An economic resurgence of China has been enough to propel the container and dry bulk markets forward. In its latest weekly report, shipbroker Allied Shipbroking said that “China’s surging economic activity has been the main story thus far in the year, with the increased industrial output and revamped consumption in the country having been the main primer in the stellar performance seen in many shipping sectors such as that of dry bulkers and containerships”.
According to Allied’s George Lazaridis, Head of Research & Valuations, “both Industrial output and Retail sales have soared in recent months, while the vast number of stimulus packages being unleashed onto the global economy have also helped China produce strong export figures for the first two months of 2021. On this footing many have predicted China’s GDP growth level to breach the 8% mark and possibly even reach close to 9% (considerably above the modest target of just above 6% set by Beijing). Yet, given the imbalance that is taking shape in the global economy and trade, with China being the only major economy that has seemingly managed to pull out of the pandemic up to now, it might not be all smooth sailing for global trade just yet. The first two months of the year have been a big shot in the arm for many shipping markets”.
“Containerships have been big winners so far, having capitalized significantly from the disruptions noted in industrial production across the globe (opening up new supply chains to plug up the shortages being left behind). Though with this increased appetite for finished goods from “the World’s Factory” (pre-pandemic, China accounted for 28% of the world’s manufacturing), imports of raw materials have been quick to follow suit. Iron ore was one of the main commodities to make the initial leap (though since then has scaled back), while close in pursuit have been other major and minor bulk commodities which have taken a similar course.

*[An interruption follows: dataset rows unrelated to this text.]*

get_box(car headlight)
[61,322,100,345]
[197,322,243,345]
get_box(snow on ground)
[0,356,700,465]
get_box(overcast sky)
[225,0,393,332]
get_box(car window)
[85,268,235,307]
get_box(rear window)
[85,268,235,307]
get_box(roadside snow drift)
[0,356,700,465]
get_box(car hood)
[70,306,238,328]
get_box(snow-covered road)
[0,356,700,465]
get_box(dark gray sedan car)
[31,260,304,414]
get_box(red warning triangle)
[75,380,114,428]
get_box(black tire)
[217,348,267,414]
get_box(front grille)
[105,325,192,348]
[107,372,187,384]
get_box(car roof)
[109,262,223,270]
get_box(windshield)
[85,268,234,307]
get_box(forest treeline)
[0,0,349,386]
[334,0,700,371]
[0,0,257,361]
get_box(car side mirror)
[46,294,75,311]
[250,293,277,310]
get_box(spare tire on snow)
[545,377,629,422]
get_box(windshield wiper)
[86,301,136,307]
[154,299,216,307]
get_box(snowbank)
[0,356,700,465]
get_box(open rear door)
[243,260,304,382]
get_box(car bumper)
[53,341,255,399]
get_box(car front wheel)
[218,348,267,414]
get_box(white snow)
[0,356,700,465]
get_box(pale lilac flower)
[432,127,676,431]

Yet the impressive freight rate rally of late has been driven only part by the exceptional demand figures being noted”, Lazaridis said.

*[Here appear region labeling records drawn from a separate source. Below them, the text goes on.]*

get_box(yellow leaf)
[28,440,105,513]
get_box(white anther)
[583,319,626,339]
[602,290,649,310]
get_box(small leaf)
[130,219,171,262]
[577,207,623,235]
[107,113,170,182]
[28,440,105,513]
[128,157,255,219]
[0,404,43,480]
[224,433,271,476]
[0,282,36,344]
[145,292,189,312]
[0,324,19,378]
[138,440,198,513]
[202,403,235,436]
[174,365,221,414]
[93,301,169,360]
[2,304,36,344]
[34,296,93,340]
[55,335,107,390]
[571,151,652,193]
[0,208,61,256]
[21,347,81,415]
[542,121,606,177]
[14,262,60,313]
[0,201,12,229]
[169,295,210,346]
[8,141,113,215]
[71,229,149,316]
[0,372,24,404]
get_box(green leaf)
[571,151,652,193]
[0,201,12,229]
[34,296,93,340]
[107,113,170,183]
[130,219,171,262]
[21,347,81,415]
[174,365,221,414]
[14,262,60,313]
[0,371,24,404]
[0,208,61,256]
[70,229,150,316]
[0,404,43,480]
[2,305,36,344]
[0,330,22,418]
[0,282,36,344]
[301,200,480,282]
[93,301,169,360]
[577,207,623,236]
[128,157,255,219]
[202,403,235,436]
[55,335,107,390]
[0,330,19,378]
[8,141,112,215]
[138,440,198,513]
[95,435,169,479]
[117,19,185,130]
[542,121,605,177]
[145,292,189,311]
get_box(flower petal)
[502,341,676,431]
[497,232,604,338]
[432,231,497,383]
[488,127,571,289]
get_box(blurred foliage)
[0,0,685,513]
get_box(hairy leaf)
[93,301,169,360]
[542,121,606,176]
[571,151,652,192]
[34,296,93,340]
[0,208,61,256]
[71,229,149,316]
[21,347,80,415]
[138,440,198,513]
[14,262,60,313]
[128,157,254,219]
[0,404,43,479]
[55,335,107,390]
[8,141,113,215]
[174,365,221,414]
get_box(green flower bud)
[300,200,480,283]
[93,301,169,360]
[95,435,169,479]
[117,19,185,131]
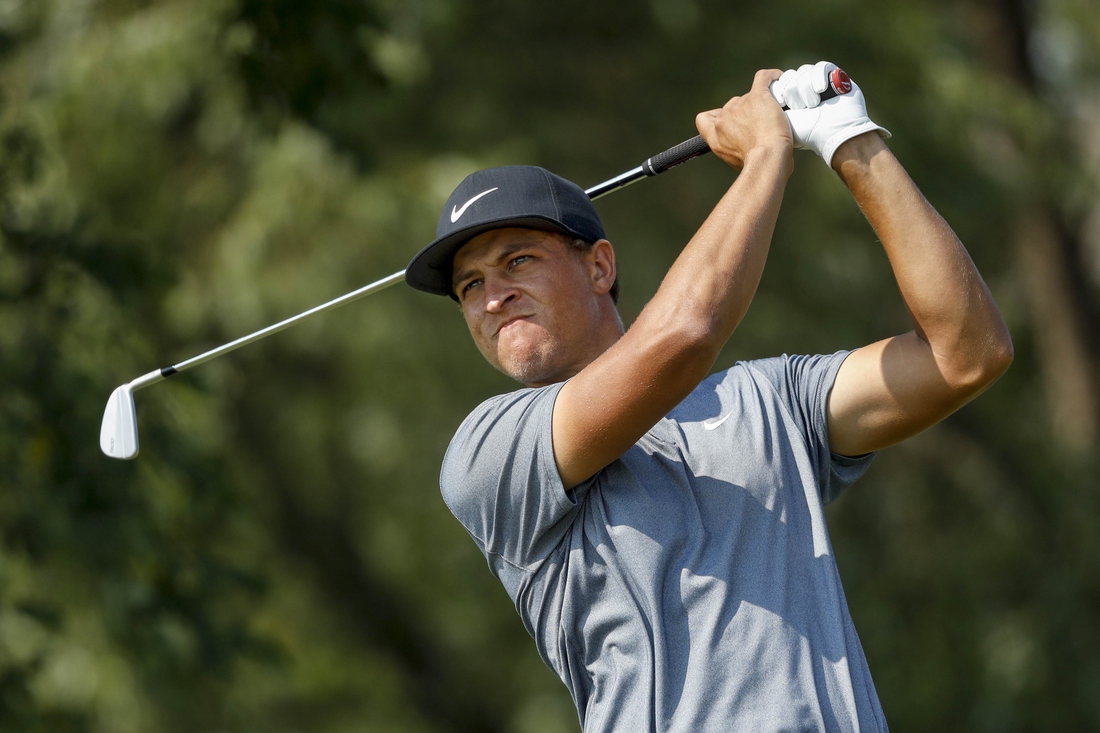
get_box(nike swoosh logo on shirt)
[451,186,499,223]
[703,411,734,430]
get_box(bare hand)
[695,68,794,169]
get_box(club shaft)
[160,270,405,386]
[141,136,711,390]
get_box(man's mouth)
[494,316,530,336]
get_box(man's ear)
[585,239,617,295]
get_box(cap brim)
[405,217,581,297]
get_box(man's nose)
[485,270,519,313]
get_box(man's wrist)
[832,130,889,177]
[741,140,794,177]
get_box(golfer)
[407,63,1012,733]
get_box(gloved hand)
[771,62,890,167]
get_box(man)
[406,63,1012,733]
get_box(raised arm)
[553,70,793,488]
[828,133,1012,456]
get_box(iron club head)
[99,384,138,459]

Meanwhile, “in the case of the dry bulk market, all this has been in the making for some time now. Due to several years of high volatility, unpredictable shock events and the subsequent poor earnings they produced, the dry bulk fleet has remained relatively stagnant over the past couple of years, with minimal growth having been noted and one of the lowest order books on record (compared to the active trading fleet). This has primed the market for a considerable windfall to be had under such demand growth levels.
What’s more is that all of this has taken place without the U.S. or Europe having shown signs of an economic recovery, something that many believe will soon follow once these economies start to lift their pandemic lockdown restrictions. That is also likely to be the point that we will see the effects and the major dividends of the massive stimulus packages that have been unleashed”, Allied’s analyst added.

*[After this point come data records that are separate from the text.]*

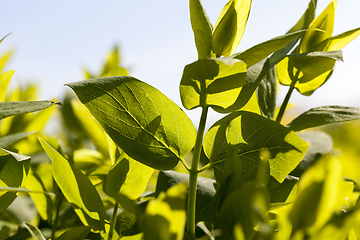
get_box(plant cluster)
[0,0,360,240]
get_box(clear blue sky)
[0,0,360,125]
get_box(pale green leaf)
[257,68,278,120]
[23,223,46,240]
[287,105,360,131]
[39,139,107,231]
[24,171,55,222]
[276,50,342,96]
[68,77,196,170]
[0,131,35,148]
[156,171,215,222]
[56,226,91,240]
[180,58,246,110]
[233,31,304,68]
[211,0,251,57]
[0,101,58,120]
[0,70,15,102]
[142,183,187,240]
[71,99,108,156]
[290,130,333,177]
[204,111,309,183]
[300,0,337,53]
[189,0,213,59]
[0,149,30,212]
[315,28,360,51]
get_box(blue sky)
[0,0,360,125]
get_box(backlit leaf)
[190,0,213,59]
[56,226,91,240]
[290,131,333,177]
[103,153,154,200]
[68,76,196,170]
[0,101,57,120]
[211,0,251,57]
[39,139,107,231]
[300,0,337,53]
[180,58,246,110]
[0,131,35,148]
[0,149,30,212]
[156,171,215,222]
[287,105,360,131]
[257,68,277,120]
[315,28,360,51]
[233,31,303,68]
[276,50,342,96]
[204,111,309,183]
[0,70,15,102]
[23,223,46,240]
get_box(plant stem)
[276,70,300,123]
[186,106,208,239]
[108,202,119,240]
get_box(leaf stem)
[276,70,300,123]
[186,106,208,239]
[108,202,119,240]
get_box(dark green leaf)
[204,111,308,182]
[180,58,246,110]
[39,139,107,231]
[190,0,213,59]
[156,171,215,222]
[0,101,59,120]
[68,76,196,170]
[287,105,360,131]
[290,131,333,177]
[257,68,277,120]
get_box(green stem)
[186,106,208,239]
[108,202,119,240]
[276,70,300,123]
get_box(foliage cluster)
[0,0,360,240]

Lazaridis concluded that “given all this therefore, it would seem that a big market bonanza is still in front of us to be had. This would however be an over simplistic way to be looking at the market developments that have unfolded over the past few months. For the moment we are still seeing a market primarily feeding off a number of “mammoth” cash injections. Where these to fail in supporting key parts of the global economy moving forward, then this market recovery with its soaring freight rates could fizzle out just as quickly as it came to fruition. 2021 would likely miss such a fizzle, though if it were to materialize the strains would surely start to surface during the latter half of the year. For the time being, things are still set on a fair course and many in the market have already started to feel it. The hope is that this market “rocket” still has ample fuel left in its tanks”.